Chris Webby: With my usual go to producers, I get a beat in my e-mail. I write to them, and then I go to the studio and record. When I was with Statik especially, it’s him finding a sample, then chopping it up. While he’s chopping it up, I’m writing my verses. It’s just a crazy creative process.

A song you write in the studio and a song you write before the studio are always different. When you write it before hand it might be more polished, but when you write it in there you just get a crazy vibe out of it. Everybody vibes out and bounces ideas off each other, then you come up with a dope little song.

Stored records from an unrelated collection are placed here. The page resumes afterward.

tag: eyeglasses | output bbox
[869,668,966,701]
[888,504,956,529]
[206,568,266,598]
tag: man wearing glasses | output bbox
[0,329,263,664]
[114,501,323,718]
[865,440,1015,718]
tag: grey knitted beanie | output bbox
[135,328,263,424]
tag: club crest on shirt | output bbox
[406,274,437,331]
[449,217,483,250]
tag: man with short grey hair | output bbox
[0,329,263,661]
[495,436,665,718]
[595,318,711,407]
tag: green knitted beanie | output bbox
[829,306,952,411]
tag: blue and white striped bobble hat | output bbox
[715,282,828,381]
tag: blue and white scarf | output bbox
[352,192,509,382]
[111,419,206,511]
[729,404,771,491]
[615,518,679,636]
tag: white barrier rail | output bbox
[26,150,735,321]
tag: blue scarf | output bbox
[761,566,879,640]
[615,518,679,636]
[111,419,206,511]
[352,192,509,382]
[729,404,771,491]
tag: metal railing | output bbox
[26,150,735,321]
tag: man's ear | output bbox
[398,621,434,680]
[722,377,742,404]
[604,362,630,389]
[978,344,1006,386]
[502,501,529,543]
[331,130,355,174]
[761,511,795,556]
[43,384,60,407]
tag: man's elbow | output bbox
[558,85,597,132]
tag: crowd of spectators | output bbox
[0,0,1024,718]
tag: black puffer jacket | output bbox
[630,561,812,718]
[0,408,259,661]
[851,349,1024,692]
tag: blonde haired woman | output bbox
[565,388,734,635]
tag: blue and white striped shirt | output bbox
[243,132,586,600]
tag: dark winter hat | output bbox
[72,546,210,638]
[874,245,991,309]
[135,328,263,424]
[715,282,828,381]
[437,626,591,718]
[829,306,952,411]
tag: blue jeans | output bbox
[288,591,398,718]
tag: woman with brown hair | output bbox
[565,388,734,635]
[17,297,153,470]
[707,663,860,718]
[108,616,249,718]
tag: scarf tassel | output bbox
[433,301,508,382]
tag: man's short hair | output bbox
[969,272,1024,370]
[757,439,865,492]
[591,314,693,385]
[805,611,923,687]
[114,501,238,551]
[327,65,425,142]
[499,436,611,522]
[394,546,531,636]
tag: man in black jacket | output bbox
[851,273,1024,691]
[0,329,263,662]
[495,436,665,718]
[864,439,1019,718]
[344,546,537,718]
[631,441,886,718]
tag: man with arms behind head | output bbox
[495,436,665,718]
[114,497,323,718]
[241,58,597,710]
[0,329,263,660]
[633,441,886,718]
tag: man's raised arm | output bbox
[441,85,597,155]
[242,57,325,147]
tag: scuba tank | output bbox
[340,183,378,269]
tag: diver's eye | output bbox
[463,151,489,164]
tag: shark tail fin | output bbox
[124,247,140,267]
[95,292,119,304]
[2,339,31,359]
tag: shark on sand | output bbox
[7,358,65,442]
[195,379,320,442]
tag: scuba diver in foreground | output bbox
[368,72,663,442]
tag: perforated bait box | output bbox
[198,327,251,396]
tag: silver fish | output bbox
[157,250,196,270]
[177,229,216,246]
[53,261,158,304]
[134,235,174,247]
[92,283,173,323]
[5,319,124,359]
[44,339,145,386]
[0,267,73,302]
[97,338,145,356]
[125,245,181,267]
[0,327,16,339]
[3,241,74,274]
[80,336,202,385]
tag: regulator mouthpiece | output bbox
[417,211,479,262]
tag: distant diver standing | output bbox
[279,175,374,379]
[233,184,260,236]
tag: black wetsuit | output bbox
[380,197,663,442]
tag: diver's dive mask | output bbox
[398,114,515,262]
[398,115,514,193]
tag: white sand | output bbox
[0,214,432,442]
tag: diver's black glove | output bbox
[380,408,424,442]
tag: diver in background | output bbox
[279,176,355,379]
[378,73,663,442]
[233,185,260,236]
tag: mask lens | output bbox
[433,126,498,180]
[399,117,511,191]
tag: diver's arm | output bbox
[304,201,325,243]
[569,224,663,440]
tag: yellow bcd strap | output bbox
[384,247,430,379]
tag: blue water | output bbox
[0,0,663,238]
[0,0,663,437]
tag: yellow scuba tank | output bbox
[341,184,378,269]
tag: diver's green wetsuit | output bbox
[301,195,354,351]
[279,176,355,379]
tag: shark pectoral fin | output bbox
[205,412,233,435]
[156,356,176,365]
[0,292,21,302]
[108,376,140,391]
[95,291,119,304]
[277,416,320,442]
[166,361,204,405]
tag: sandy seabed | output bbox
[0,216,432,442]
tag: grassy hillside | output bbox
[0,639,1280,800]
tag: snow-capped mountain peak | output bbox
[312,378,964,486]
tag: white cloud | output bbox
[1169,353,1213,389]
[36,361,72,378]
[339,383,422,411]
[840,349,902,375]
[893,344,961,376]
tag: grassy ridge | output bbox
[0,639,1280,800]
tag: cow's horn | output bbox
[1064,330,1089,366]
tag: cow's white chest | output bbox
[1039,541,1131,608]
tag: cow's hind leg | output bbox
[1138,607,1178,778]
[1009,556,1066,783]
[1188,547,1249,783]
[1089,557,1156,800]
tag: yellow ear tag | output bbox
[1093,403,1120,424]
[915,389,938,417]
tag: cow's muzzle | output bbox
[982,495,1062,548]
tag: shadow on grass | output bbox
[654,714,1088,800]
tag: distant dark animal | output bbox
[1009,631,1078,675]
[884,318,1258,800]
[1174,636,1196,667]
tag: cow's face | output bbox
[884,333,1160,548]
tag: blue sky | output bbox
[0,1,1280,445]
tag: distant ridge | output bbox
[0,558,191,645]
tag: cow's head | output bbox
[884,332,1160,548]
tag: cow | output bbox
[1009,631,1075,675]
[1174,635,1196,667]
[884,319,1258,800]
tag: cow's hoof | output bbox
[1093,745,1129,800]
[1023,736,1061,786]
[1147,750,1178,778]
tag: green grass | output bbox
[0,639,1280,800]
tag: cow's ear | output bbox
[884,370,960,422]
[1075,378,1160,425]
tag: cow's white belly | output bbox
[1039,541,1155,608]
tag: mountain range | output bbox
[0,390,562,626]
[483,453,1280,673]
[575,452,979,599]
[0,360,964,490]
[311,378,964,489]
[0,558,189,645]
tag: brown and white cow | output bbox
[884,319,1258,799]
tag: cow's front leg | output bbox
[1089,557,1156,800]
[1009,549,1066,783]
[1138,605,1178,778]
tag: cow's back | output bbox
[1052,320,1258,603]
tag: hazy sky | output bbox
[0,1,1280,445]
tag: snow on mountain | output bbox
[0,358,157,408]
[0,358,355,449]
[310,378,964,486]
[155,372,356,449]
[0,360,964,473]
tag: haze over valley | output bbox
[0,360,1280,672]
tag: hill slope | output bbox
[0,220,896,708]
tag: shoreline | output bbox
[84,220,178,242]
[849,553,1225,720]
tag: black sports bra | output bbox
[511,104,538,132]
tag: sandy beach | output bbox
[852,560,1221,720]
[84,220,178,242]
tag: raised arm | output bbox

THP: As an MC, how do you measure the success of one of your projects like Best in the Burbs?

Chris Webby: I definitely look at Best in the Burbs as a success regardless of whether it was placed in certain top Mixtapes of the Year, or fucking lists, or whatever the fuck. I think it was a huge success and I’ll tell you why: I released this shit, and datPiff goes offline. I get a call from the guy from datPiff, and he says this has never happened before. You know what I mean?

Literally, the dude from the website called me and said, “this has never happened before. We don’t know what to do we’re trying to fix it.” Obviously some blogs got it and put it up, and I lost downloads on datPiff because of it. Just the fact I shut down a website is pretty intense.

I think it was a pretty big release especially for an unsigned artist. If you think about a lot of these other dudes who are in like the same league, most of these dudes are signed to something or another. My name is not on one piece of paper right now that legally binds me to anything.

That makes for a lot more work with me and my manager and the other people on the team. We work hard. We really do. It’s a lot of busy work, but the money at the end of the day is ours.